Here's Rick Perry:
Remember when you had to show your aunt Snopes.com because she kept emailing you forwards with animated angel GIFs about how drinking Coke can kill you? Someone needs to do that for Rick Perry. In New Hampshire Friday, Perry noted an email forwarded by his son that quoted a 38-year-old Occupy Toronto protester named Jeremy who whined that bankers work so hard he can't wake up early enough to protest them. Perry paraphrased Jeremy's complaints: "We got here at 9 o'clock, and those people … those bankers that we came to insult, they'd already been at work for two hours when we got here at 9 o'clock, and when we get ready to leave, you know, they’re still in there working. I guess greed just makes you work hard." Perry and everyone else laughed. But Jeremy isn't real; he was made up by theToronto Globe and Mail's Mark Schatzker, whose column was clearly labeled "satire."
Conservatives have been mistaking fake Jeremy for a real protester for a week. He just too perfectly fits their idea of an Occupy Wall Street protester not to be real. The power of Jeremy is most evident at The American Specator, where Shawn Macomber quoted it sincerely under the headline "Deep Thoughts from Occupy Wall Street Toronto" on October 24 before updating that it was satire. But the fake quote was so good, The Spectator's J.P. Freire quoted it as real three days later: "Self Parody Alert: Occupy Toronto Doesn't Get It." But alas, it is J.P. Freire who doesn't get it. He quickly updated, "Is this a parody? Maybe?" Not maybe. Actually.
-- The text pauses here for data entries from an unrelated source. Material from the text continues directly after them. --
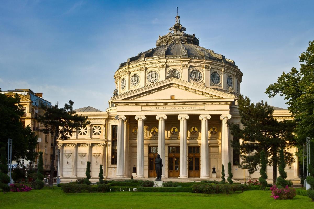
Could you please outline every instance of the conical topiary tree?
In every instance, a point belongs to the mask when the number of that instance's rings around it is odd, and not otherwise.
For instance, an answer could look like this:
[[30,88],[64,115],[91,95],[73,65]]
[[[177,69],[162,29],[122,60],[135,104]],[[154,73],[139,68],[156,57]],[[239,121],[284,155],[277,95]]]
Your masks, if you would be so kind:
[[[37,179],[36,182],[37,183],[36,188],[37,189],[42,189],[45,186],[44,180],[44,163],[42,160],[42,152],[38,153],[39,157],[38,159],[38,164],[37,165]],[[50,176],[50,178],[53,178],[53,176]]]
[[99,169],[99,184],[103,184],[104,181],[104,176],[102,175],[102,173],[104,172],[104,171],[102,170],[102,165],[100,165],[100,168]]
[[10,186],[8,184],[10,183],[10,177],[8,175],[8,172],[7,161],[7,153],[5,147],[1,147],[0,149],[0,189],[3,193],[10,191]]
[[259,174],[261,176],[258,178],[258,181],[261,185],[259,186],[260,189],[264,190],[267,185],[267,181],[266,180],[268,176],[266,173],[266,168],[267,163],[266,161],[266,155],[264,150],[262,150],[260,153],[261,158],[261,169],[259,170]]
[[221,182],[223,184],[225,184],[226,179],[225,178],[225,167],[224,166],[224,164],[222,164],[222,166],[221,168]]
[[231,172],[231,163],[230,162],[228,163],[228,174],[229,175],[229,176],[227,178],[227,180],[229,182],[229,184],[232,184],[233,183],[233,181],[231,179],[232,178],[233,175]]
Via the remarkably good Say Anything, a North Dakota-based blog, a hilarious news story about Occupy Wall Street protesters in Toronto who really want to take a stand against “greed,” only…they’re too lazy:
“It’s weird protesting on Bay Street. You get there at 9 a.m. and the rich bankers who you want to hurl insults at and change their worldview have been at work for two hours already. And then when it’s time to go, they’re still there. I guess that’s why they call them the one per cent. I mean, who wants to work those kinds of hours? That’s the power of greed.” – Jeremy, 38
It probably is news to the occupiers that getting into the 1% actually requires work. So, who is greedy–the guy who works hard and wants to keep most of what he earns, or the guy who wants someone else’s money, but isn’t willing to pay the price to earn it?
UPDATE: Upon further review, prompted by my wife, I think the quotes attributed to occupiers at the linked site are jokes. Pretty funny ones, too. The point, I think, remains valid.